Mesoscale droplets are caused by hydrophobic impurities in 3MP.

A periodic structure of about 10 nm is inherent to the solution.

Critical behavior follows the 3D Ising universality class.

Abstract

We have investigated controversial issues regarding the mesoscale behavior of 3-methylpyridine (3MP), heavy water, and sodium tetraphenylborate (NaBPh4) solutions by combining results obtained from dynamic light scattering (DLS) and small-angle neutron scattering (SANS).

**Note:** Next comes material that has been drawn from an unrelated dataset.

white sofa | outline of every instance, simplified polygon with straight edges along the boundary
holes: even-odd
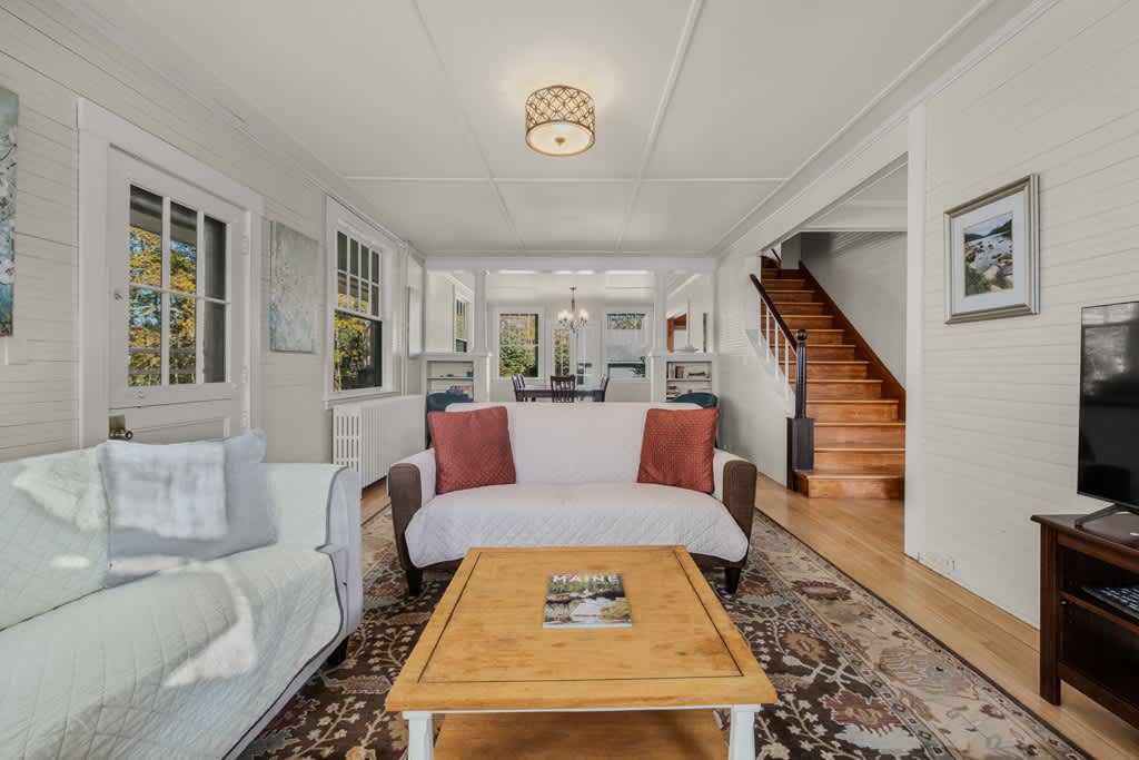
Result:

We have addressed three questions: (i) what is the origin of the mesoscale inhomogeneities (order of 100 nm in size) manifested by the "slow mode" in DLS? (ii) Is the periodic structure observed from SANS an inherent property of this system? (iii) What is the universality class of critical behavior in this system? Our results confirm that the "slow mode" observed from DLS experiments corresponds to long-lived, highly stable mesoscale droplets (order of 100 nm in size), which occur only when the solute (3MP) is contaminated by hydrophobic impurities. SANS data confirm the presence of a periodic structure with a periodicity of about 10 nm. This periodic structure cannot be eliminated by nanopore filtration and thus is indeed an inherent solution property. The critical behavior of this system, in the range of concentration and temperatures investigated by DLS experiments, indicates that the criticality belongs to the universality class of the 3-dimensional Ising model.